5. The amplifier device of claim 3, wherein

the first low-pass filter circuit includes

a first non-inverting amplifier having a non-inverting input terminal which receives the sensor signal, and

a first low-pass filter section configured to output frequency components lower than the first cut-off frequency, of an output signal of the first non-inverting amplifier, as the first output signal,

the second low-pass filter circuit includes

a resistor connected between the inverting input terminal of the first non-inverting amplifier and an output node, and

a capacitor connected between the output node and a reference node, and the third low-pass filter circuit includes

a second non-inverting amplifier having a non-inverting input terminal connected to the output node, and

a second low-pass filter section configured to output frequency components lower than the third cut-off frequency, of an output signal of the second non-inverting amplifier, as the second output signal.

6. The amplifier device of claim 1, further comprising:

a differential amplifier circuit configured to output a third output signal which depends on a differential voltage between the first and the second output signals.
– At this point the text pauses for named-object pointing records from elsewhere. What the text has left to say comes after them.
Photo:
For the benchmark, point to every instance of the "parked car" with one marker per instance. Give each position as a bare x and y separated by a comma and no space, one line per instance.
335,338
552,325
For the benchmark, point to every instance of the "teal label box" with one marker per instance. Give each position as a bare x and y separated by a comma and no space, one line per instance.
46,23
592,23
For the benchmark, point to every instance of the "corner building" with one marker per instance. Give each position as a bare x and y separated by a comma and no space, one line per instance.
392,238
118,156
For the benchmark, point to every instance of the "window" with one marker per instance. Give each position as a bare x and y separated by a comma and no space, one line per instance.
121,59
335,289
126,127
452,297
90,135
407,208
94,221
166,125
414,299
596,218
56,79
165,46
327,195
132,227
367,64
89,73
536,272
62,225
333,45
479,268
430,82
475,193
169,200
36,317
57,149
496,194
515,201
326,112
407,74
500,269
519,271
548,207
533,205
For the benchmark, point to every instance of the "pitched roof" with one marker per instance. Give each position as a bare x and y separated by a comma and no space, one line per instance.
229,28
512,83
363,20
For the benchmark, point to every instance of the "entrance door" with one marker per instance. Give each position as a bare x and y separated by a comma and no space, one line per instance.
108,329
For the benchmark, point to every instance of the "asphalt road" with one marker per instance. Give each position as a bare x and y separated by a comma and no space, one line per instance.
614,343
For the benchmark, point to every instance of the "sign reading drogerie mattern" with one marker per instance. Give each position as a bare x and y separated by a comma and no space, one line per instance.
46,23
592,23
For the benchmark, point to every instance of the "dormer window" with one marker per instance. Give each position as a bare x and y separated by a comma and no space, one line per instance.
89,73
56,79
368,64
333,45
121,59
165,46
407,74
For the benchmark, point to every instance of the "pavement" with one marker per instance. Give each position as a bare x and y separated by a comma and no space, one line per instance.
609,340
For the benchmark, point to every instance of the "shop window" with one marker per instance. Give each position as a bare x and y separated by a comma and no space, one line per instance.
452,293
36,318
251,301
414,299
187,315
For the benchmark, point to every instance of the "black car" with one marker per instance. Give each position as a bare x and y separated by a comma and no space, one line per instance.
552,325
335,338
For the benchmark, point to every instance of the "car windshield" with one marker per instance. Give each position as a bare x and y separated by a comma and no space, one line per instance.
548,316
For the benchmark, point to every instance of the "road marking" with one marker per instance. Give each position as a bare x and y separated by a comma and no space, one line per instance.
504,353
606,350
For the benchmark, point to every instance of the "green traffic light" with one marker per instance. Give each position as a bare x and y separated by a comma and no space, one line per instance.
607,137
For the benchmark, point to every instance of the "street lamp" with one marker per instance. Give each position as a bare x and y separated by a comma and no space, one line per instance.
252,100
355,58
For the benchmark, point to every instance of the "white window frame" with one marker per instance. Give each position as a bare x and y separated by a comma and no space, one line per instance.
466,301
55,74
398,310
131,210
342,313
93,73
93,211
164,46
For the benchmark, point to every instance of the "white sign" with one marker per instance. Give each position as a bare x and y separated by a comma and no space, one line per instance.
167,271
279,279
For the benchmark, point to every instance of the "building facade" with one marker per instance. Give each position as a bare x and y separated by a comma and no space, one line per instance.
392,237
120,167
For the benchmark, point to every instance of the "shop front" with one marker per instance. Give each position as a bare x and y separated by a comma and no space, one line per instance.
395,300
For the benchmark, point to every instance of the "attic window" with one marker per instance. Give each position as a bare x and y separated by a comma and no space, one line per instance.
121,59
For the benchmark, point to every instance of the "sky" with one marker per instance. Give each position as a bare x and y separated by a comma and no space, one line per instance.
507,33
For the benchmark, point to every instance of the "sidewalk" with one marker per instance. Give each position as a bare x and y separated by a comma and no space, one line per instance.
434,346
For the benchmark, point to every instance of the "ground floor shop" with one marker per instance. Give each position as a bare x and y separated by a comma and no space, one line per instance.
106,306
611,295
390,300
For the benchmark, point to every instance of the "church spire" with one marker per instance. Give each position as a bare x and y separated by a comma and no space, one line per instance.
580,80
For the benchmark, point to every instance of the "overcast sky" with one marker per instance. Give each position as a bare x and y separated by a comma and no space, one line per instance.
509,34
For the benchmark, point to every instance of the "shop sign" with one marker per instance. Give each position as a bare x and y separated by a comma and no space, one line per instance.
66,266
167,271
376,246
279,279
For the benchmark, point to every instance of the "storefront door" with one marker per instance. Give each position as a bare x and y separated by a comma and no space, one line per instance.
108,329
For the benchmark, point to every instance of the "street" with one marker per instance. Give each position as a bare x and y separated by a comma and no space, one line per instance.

7. A sensor module, comprising:

the amplifier device of claim 1; and

an analog-to-digital converter configured to convert the first and the second output signals into a digital signal which depends on a differential voltage between the first and the second output signals.

8. A sensor module, comprising:

the amplifier device of claim 6; and

an analog-to-digital converter configured to convert the third output signal into a digital signal.